Ayetle dalga geçme cüreti gösteren Bağış Egemen bir meslektaşımız ile yaptığı konuşmada aynen şunları demişti "Cuma sabahları erkenden kalkarak Makara Bakara 2 ayet çakarak SMS atıyorum demişti"  Bu sözün hemen akabinde Erdoğan ile aynı karade poz veriyordu.

Ekonomi bakanı olan Çağlayan Zafer ise eğer ekonomi de ve Müslümalıkta anlamış oslaydı halkın yarısı asgari ücrete iş bulamazken 700 milyarlık saat kullanmazdı.

MUŞLU zafer abim başlangıçta bu kadar pahalı bir saat kulanmadığını inkar etti.Daha sonra kendi paramla adlım dedi ve bazı faturalar gösterdi. Ama saati üreten firma sahipleri kem küm etmeyerek bu fatura bizim değil diyerek sabık bakanı mada etti.

Zulme önce elinle,sonra dilinle daha sonrada imanın en zayıf halkası olan kalbinle karşı çık diyen bir dine mensubuz
Dinimiz bize diyor ki bir yerde zulüm varsa önce onu eliniz ile def etmeye çalışın bunu yapamazsanız DİLİNİZ İle yanlışın karşısında durun, bunu da yapamazsanız İmanın en zayıf halkası olan kabiniz ile buğz edin  diyor. Birincisini yapma imkan ve kuvvetim yok ama  dilim ile bu satırları buraya yazarak biz Ak Parti bu yanlış işleri yapsın diye bedel ödemedik. 

Ben HAPİS Cezasını bakan Çocukları makam ve mevkilerini kullanarak kolay para elde etmeleri için yapmadım. Ak Parti asgari ücretin SSK sı maaşın yarısı olmayacak biz bunu düşüreceğiz dedi ama 12 yıl geçti bir şey yaptığı yok. 

HÜLASA  yazacak o kadar çok şey var ki bir makale buna yetmez ama şimdilik bu kadarı ile yetinmek zorundayım.
 
Yaptığınız Kiliseleri de saymıyorum bile. Bakınız Cumhurbaşkanımız Sayın Recep Tayyip Erdoğan kendi dilinde  biz Batı Trakya da ki camilerimizi kendi paramız ile tamir ve ihya edemiyoruz dediği halde biz ne yapıyoruz  ?

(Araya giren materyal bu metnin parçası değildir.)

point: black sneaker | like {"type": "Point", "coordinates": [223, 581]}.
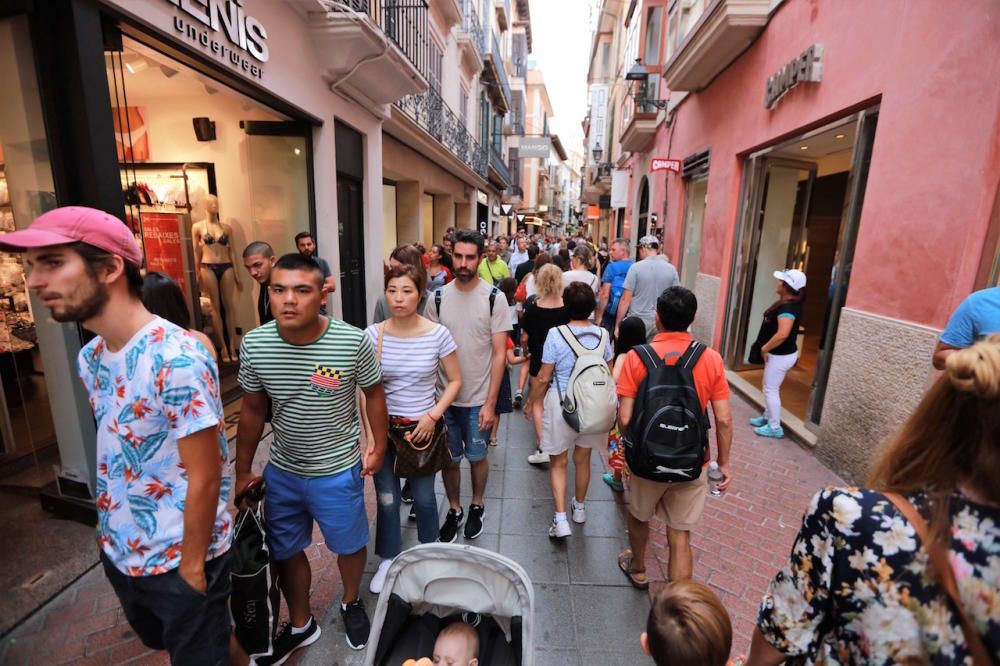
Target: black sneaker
{"type": "Point", "coordinates": [449, 531]}
{"type": "Point", "coordinates": [474, 525]}
{"type": "Point", "coordinates": [286, 643]}
{"type": "Point", "coordinates": [356, 624]}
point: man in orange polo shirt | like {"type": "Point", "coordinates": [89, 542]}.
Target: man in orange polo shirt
{"type": "Point", "coordinates": [679, 504]}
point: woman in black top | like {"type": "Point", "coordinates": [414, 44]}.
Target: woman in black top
{"type": "Point", "coordinates": [776, 348]}
{"type": "Point", "coordinates": [544, 312]}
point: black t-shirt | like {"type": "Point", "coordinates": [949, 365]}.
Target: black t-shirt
{"type": "Point", "coordinates": [536, 323]}
{"type": "Point", "coordinates": [769, 326]}
{"type": "Point", "coordinates": [522, 269]}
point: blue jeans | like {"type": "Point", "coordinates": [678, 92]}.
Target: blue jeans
{"type": "Point", "coordinates": [388, 541]}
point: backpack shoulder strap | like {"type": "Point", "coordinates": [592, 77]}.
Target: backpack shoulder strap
{"type": "Point", "coordinates": [648, 356]}
{"type": "Point", "coordinates": [692, 355]}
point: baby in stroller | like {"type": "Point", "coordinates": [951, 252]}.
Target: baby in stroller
{"type": "Point", "coordinates": [456, 645]}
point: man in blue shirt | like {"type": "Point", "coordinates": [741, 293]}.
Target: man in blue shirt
{"type": "Point", "coordinates": [977, 317]}
{"type": "Point", "coordinates": [612, 283]}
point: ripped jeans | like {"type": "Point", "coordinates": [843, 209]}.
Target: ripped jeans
{"type": "Point", "coordinates": [388, 540]}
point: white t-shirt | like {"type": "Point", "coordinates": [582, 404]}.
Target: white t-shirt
{"type": "Point", "coordinates": [410, 368]}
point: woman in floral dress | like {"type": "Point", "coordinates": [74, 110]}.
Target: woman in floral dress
{"type": "Point", "coordinates": [857, 589]}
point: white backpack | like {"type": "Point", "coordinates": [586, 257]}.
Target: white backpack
{"type": "Point", "coordinates": [591, 400]}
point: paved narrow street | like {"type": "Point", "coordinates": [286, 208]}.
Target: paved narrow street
{"type": "Point", "coordinates": [586, 611]}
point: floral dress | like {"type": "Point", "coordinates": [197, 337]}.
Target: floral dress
{"type": "Point", "coordinates": [856, 590]}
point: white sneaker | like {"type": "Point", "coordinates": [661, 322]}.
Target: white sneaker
{"type": "Point", "coordinates": [538, 458]}
{"type": "Point", "coordinates": [378, 580]}
{"type": "Point", "coordinates": [560, 530]}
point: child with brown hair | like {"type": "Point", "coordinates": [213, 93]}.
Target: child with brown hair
{"type": "Point", "coordinates": [688, 626]}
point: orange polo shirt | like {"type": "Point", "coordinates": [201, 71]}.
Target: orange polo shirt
{"type": "Point", "coordinates": [709, 372]}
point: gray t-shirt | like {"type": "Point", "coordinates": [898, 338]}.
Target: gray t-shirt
{"type": "Point", "coordinates": [467, 316]}
{"type": "Point", "coordinates": [647, 279]}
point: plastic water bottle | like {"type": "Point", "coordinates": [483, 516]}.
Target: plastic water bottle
{"type": "Point", "coordinates": [715, 477]}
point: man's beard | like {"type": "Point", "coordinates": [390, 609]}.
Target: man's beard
{"type": "Point", "coordinates": [90, 305]}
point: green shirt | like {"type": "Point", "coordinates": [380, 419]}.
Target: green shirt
{"type": "Point", "coordinates": [313, 390]}
{"type": "Point", "coordinates": [493, 271]}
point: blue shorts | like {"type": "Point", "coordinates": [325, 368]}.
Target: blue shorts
{"type": "Point", "coordinates": [465, 438]}
{"type": "Point", "coordinates": [336, 502]}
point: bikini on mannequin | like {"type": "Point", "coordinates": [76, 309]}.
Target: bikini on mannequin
{"type": "Point", "coordinates": [218, 279]}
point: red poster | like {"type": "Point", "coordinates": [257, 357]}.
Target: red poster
{"type": "Point", "coordinates": [161, 236]}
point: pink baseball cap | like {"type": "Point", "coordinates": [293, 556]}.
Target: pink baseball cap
{"type": "Point", "coordinates": [72, 224]}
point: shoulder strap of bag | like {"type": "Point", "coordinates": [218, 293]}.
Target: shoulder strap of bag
{"type": "Point", "coordinates": [691, 355]}
{"type": "Point", "coordinates": [943, 574]}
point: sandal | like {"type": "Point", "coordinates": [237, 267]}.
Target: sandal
{"type": "Point", "coordinates": [635, 575]}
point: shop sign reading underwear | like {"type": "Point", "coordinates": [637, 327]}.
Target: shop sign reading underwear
{"type": "Point", "coordinates": [223, 28]}
{"type": "Point", "coordinates": [808, 66]}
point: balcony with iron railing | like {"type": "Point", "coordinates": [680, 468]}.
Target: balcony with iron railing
{"type": "Point", "coordinates": [351, 40]}
{"type": "Point", "coordinates": [494, 74]}
{"type": "Point", "coordinates": [430, 112]}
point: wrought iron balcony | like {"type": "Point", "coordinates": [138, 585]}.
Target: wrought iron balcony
{"type": "Point", "coordinates": [499, 167]}
{"type": "Point", "coordinates": [432, 114]}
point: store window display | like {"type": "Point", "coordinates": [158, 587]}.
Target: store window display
{"type": "Point", "coordinates": [213, 243]}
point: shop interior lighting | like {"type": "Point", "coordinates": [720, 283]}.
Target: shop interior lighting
{"type": "Point", "coordinates": [135, 63]}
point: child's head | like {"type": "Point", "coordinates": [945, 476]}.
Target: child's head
{"type": "Point", "coordinates": [631, 333]}
{"type": "Point", "coordinates": [457, 645]}
{"type": "Point", "coordinates": [688, 626]}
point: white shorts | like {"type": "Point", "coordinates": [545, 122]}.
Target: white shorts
{"type": "Point", "coordinates": [558, 436]}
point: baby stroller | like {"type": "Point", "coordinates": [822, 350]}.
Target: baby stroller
{"type": "Point", "coordinates": [434, 584]}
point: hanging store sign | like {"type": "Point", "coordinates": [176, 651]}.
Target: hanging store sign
{"type": "Point", "coordinates": [223, 28]}
{"type": "Point", "coordinates": [665, 164]}
{"type": "Point", "coordinates": [808, 66]}
{"type": "Point", "coordinates": [534, 146]}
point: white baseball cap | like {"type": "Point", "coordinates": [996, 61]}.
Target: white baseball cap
{"type": "Point", "coordinates": [793, 278]}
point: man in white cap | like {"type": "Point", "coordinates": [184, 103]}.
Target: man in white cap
{"type": "Point", "coordinates": [162, 479]}
{"type": "Point", "coordinates": [645, 281]}
{"type": "Point", "coordinates": [777, 347]}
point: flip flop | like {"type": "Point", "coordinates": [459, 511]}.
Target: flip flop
{"type": "Point", "coordinates": [635, 576]}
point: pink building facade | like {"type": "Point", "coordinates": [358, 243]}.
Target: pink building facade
{"type": "Point", "coordinates": [876, 173]}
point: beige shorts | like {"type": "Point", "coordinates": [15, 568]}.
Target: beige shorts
{"type": "Point", "coordinates": [679, 505]}
{"type": "Point", "coordinates": [558, 436]}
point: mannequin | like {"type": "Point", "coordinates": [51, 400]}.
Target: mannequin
{"type": "Point", "coordinates": [217, 275]}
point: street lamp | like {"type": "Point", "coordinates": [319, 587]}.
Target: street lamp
{"type": "Point", "coordinates": [639, 76]}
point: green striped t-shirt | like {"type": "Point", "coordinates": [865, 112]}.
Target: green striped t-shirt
{"type": "Point", "coordinates": [313, 389]}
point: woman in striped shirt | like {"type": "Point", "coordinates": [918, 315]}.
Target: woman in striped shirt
{"type": "Point", "coordinates": [412, 352]}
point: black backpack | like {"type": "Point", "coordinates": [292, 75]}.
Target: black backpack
{"type": "Point", "coordinates": [668, 434]}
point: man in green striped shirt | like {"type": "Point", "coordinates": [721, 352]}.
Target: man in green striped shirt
{"type": "Point", "coordinates": [311, 366]}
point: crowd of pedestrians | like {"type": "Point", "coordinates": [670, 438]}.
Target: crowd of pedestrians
{"type": "Point", "coordinates": [904, 570]}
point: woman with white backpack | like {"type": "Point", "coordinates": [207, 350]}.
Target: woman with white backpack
{"type": "Point", "coordinates": [576, 372]}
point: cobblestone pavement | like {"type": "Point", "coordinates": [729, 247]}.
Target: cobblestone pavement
{"type": "Point", "coordinates": [586, 611]}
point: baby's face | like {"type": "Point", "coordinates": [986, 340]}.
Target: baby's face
{"type": "Point", "coordinates": [453, 651]}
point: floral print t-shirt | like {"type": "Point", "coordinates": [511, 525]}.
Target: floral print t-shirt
{"type": "Point", "coordinates": [857, 591]}
{"type": "Point", "coordinates": [160, 387]}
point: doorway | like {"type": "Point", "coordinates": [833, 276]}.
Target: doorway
{"type": "Point", "coordinates": [802, 203]}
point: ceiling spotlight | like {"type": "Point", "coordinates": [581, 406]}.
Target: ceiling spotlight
{"type": "Point", "coordinates": [135, 63]}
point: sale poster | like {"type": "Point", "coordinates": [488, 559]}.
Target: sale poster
{"type": "Point", "coordinates": [161, 237]}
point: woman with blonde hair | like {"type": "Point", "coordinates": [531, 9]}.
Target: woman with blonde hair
{"type": "Point", "coordinates": [542, 313]}
{"type": "Point", "coordinates": [906, 570]}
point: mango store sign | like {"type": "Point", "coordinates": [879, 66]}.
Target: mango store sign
{"type": "Point", "coordinates": [665, 164]}
{"type": "Point", "coordinates": [224, 29]}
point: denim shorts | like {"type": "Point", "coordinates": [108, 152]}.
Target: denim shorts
{"type": "Point", "coordinates": [293, 502]}
{"type": "Point", "coordinates": [465, 438]}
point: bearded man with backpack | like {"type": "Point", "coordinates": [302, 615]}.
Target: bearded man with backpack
{"type": "Point", "coordinates": [579, 401]}
{"type": "Point", "coordinates": [664, 391]}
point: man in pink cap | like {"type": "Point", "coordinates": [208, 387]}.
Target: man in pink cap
{"type": "Point", "coordinates": [162, 479]}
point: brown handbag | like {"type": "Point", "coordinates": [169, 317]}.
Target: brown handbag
{"type": "Point", "coordinates": [943, 574]}
{"type": "Point", "coordinates": [412, 459]}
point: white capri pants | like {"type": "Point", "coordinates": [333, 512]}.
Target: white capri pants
{"type": "Point", "coordinates": [775, 369]}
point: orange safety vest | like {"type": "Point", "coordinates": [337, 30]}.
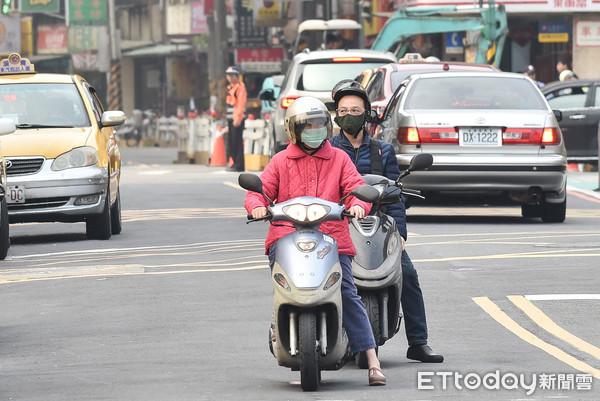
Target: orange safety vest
{"type": "Point", "coordinates": [236, 102]}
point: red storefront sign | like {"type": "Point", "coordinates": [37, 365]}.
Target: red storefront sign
{"type": "Point", "coordinates": [52, 39]}
{"type": "Point", "coordinates": [260, 54]}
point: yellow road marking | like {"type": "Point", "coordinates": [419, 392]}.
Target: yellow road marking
{"type": "Point", "coordinates": [496, 313]}
{"type": "Point", "coordinates": [550, 326]}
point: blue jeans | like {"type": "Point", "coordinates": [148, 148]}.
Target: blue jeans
{"type": "Point", "coordinates": [354, 315]}
{"type": "Point", "coordinates": [413, 305]}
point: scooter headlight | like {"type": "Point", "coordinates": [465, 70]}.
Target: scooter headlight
{"type": "Point", "coordinates": [333, 278]}
{"type": "Point", "coordinates": [304, 213]}
{"type": "Point", "coordinates": [306, 245]}
{"type": "Point", "coordinates": [316, 212]}
{"type": "Point", "coordinates": [392, 244]}
{"type": "Point", "coordinates": [280, 279]}
{"type": "Point", "coordinates": [296, 212]}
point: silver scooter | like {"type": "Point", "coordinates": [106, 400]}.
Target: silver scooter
{"type": "Point", "coordinates": [307, 300]}
{"type": "Point", "coordinates": [376, 268]}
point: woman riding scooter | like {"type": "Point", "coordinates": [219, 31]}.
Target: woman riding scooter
{"type": "Point", "coordinates": [310, 166]}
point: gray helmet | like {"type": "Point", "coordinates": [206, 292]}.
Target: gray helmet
{"type": "Point", "coordinates": [303, 111]}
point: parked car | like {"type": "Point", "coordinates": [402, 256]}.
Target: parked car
{"type": "Point", "coordinates": [315, 74]}
{"type": "Point", "coordinates": [7, 126]}
{"type": "Point", "coordinates": [388, 77]}
{"type": "Point", "coordinates": [63, 162]}
{"type": "Point", "coordinates": [579, 102]}
{"type": "Point", "coordinates": [493, 137]}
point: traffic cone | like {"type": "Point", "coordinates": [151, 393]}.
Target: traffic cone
{"type": "Point", "coordinates": [218, 154]}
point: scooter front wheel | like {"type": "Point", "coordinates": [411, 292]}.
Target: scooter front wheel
{"type": "Point", "coordinates": [307, 344]}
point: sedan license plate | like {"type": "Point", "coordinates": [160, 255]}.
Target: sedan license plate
{"type": "Point", "coordinates": [15, 194]}
{"type": "Point", "coordinates": [480, 137]}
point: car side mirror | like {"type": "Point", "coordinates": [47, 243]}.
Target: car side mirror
{"type": "Point", "coordinates": [557, 114]}
{"type": "Point", "coordinates": [267, 94]}
{"type": "Point", "coordinates": [373, 117]}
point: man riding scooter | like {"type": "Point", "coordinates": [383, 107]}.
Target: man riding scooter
{"type": "Point", "coordinates": [373, 156]}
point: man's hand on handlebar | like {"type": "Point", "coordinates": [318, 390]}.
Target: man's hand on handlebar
{"type": "Point", "coordinates": [357, 212]}
{"type": "Point", "coordinates": [259, 212]}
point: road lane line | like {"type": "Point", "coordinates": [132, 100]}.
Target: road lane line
{"type": "Point", "coordinates": [562, 297]}
{"type": "Point", "coordinates": [498, 315]}
{"type": "Point", "coordinates": [542, 320]}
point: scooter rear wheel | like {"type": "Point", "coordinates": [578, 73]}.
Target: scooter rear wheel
{"type": "Point", "coordinates": [307, 344]}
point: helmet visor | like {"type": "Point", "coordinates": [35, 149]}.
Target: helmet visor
{"type": "Point", "coordinates": [346, 84]}
{"type": "Point", "coordinates": [301, 124]}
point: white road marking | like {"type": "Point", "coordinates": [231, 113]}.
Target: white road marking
{"type": "Point", "coordinates": [561, 297]}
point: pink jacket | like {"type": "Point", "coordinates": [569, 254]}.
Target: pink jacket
{"type": "Point", "coordinates": [328, 174]}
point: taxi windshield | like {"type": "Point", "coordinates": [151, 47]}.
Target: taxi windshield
{"type": "Point", "coordinates": [43, 105]}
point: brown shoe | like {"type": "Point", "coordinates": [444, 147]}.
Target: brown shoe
{"type": "Point", "coordinates": [376, 377]}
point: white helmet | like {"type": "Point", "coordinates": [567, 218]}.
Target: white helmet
{"type": "Point", "coordinates": [306, 110]}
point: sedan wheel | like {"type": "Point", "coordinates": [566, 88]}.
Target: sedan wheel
{"type": "Point", "coordinates": [4, 235]}
{"type": "Point", "coordinates": [115, 215]}
{"type": "Point", "coordinates": [554, 212]}
{"type": "Point", "coordinates": [99, 226]}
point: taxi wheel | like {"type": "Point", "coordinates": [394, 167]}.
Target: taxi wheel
{"type": "Point", "coordinates": [99, 226]}
{"type": "Point", "coordinates": [4, 235]}
{"type": "Point", "coordinates": [115, 215]}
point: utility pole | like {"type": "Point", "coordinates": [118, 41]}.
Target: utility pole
{"type": "Point", "coordinates": [114, 78]}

Ama biz Avrupa birliği uyum yasalarına göre 1964 de satın aldığımız Zeytinburnu stadını bile Ermenilere veriyorken biz kendi paramız ile her hangi bir Avrupa ülkesindeki camiyi tamir edemiyoruz.  

Bu kadar kompleks ile bir yere varamayız. Lanet olsun içinizdeki bu İsrail sevgisine diyerek yazımı bitrmek isterim.